Because this particular model has not been printed (and will only be printed once), You will only be able to see sample renderings of the work. Any photographs above are of prototypes or prints from earlier in the series. Rest assured that these prints are of the highest quality available from current software and hardware technology.
Please note that prices will increase as the series is sold out. The first print in the series will be sold at cost. Every subsequent work in the series will cost 10% more than the previous work. After 50, no more similar works will be produced.
I've always loved writing computer programs that simulate nature, ever since the first TI-99 4A entered the house. Since then, the biggest challenge for me was to simulate fluids *accurately*. The shapes that fluids take in nature---and the shapes that they impose upon the rest of nature---are endlessly fascinating.

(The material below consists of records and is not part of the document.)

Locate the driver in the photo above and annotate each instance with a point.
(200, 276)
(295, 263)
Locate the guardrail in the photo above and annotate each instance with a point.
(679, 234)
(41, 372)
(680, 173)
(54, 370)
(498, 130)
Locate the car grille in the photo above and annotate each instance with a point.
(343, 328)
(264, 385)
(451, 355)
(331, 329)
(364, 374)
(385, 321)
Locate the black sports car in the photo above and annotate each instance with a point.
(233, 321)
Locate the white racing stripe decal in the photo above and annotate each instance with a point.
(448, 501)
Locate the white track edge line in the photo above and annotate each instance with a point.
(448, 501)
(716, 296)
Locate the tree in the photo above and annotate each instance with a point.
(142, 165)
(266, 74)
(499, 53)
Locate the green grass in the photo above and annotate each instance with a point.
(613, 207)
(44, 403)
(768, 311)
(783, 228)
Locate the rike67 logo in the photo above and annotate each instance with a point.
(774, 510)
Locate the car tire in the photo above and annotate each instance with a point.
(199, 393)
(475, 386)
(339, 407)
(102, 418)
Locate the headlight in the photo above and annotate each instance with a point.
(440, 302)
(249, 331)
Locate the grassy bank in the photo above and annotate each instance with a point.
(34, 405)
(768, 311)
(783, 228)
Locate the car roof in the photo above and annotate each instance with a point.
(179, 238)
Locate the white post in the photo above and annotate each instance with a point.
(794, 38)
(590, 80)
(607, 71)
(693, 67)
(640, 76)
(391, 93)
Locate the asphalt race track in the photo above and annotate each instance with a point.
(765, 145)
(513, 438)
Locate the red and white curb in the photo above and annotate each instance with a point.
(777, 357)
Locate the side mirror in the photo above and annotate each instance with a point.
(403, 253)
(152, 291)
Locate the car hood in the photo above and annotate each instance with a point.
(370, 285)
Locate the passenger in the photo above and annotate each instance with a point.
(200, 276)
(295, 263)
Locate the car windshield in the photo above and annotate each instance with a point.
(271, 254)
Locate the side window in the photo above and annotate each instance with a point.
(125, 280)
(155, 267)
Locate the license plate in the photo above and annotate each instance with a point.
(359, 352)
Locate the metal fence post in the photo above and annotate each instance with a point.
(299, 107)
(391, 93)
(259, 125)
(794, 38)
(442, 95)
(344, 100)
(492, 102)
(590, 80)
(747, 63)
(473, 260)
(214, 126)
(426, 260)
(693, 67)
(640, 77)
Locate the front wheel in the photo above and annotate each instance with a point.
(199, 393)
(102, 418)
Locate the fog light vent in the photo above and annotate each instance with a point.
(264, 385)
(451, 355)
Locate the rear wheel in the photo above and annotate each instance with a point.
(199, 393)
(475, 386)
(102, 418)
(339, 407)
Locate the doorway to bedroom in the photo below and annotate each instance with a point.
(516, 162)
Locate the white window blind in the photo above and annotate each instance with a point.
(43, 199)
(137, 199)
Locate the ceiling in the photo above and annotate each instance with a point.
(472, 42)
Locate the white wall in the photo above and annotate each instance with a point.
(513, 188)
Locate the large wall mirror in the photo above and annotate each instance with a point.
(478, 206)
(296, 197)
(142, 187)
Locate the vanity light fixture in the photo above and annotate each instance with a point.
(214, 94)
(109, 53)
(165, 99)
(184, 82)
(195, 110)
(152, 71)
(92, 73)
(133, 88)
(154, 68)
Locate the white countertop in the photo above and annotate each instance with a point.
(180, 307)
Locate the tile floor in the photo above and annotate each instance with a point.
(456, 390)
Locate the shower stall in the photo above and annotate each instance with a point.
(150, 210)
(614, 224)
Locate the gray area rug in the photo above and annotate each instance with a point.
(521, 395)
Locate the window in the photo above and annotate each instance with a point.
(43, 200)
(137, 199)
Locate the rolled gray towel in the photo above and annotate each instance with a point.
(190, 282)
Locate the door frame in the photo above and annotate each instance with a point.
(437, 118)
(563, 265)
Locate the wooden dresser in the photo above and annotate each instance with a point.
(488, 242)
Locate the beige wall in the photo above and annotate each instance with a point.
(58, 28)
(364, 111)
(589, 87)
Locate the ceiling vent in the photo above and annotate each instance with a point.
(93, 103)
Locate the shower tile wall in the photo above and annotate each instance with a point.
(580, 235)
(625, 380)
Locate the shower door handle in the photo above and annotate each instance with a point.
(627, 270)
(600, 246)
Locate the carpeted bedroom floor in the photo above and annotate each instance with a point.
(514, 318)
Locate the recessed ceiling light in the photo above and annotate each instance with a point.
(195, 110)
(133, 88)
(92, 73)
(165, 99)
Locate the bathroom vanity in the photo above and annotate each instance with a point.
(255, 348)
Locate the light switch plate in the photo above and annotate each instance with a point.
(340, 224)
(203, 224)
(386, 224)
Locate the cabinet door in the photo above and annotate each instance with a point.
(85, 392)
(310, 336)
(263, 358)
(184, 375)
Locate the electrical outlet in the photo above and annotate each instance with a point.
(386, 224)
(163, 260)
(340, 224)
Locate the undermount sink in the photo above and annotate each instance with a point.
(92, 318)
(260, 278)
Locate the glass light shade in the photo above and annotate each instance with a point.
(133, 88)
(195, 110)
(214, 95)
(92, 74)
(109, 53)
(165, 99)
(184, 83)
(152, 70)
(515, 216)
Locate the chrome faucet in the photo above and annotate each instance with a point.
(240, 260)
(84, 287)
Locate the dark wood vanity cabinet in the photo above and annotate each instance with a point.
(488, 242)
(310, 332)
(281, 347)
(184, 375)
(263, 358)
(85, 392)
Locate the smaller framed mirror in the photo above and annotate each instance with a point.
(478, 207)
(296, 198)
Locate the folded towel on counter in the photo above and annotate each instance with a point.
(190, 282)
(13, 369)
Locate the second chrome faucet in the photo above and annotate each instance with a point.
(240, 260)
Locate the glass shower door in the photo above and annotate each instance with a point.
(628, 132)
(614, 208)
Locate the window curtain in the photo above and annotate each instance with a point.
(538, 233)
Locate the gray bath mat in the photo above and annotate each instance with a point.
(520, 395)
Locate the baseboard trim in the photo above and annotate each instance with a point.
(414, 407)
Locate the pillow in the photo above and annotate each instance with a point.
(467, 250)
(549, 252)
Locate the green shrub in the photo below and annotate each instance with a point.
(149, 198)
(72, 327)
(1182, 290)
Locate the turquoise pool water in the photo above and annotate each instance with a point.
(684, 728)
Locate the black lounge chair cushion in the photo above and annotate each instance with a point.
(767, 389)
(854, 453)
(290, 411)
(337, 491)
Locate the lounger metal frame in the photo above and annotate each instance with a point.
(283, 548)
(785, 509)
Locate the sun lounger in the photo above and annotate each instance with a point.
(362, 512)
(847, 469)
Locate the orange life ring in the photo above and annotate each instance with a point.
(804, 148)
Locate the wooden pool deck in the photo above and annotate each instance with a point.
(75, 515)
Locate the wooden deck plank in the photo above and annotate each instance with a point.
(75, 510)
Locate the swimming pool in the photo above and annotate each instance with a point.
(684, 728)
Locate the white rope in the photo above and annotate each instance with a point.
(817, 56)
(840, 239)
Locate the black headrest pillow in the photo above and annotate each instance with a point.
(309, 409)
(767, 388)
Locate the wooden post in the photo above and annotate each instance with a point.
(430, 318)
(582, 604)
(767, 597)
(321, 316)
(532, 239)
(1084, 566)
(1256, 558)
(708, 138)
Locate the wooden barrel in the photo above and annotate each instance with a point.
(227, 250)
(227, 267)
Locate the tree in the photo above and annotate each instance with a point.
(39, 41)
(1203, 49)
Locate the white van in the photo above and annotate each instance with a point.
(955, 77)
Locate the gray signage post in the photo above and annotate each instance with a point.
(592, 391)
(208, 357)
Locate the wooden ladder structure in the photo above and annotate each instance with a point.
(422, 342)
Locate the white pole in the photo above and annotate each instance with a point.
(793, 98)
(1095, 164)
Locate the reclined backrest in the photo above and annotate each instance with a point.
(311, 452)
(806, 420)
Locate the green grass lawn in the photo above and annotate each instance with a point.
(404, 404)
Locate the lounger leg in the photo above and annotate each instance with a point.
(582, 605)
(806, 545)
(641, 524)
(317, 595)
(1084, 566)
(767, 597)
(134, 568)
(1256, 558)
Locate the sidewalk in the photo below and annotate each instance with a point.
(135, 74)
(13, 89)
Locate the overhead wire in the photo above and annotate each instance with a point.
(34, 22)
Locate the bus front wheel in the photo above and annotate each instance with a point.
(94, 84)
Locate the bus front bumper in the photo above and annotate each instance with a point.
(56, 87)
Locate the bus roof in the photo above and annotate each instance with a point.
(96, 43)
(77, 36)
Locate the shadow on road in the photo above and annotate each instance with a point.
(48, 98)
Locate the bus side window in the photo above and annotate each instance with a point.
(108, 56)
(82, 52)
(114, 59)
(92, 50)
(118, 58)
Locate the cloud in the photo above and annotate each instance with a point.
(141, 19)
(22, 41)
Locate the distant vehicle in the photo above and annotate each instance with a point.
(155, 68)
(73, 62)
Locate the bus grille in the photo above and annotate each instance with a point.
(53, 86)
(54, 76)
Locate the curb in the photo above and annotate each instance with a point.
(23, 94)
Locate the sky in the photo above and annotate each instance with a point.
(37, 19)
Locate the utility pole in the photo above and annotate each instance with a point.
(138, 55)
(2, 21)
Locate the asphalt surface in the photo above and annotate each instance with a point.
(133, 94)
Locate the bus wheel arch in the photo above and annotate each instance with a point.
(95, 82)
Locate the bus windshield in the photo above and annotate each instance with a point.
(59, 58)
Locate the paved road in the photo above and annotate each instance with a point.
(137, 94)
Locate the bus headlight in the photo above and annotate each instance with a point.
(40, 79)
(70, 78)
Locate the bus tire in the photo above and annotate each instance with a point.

When many of my friends graduated and started making money, I chose to stay in school and see how far this could go. I chose to research front-tracking methods for fluid simulation. Put simply, I generated virtual fluid simulations and observed how the interfaces or surfaces in the flows evolved. The results were beautiful, and I continue using that code to generate new shapes today.
This particular simulation began as three fluid spheres in another fluid. The sphere on the top defined the boundary of a heavy fluid, and the spheres below, a lighter fluid. These fluids fell and rose, respectively, and crashed into each other. Upon closing and colliding, the spheres spread out, their surfaces stretched and folded and contorted, resulting in the shape you see above. The output of the simulation was aligned and cropped to show the interior of the tangled mess, then run through some custom voxelization programs to create this model.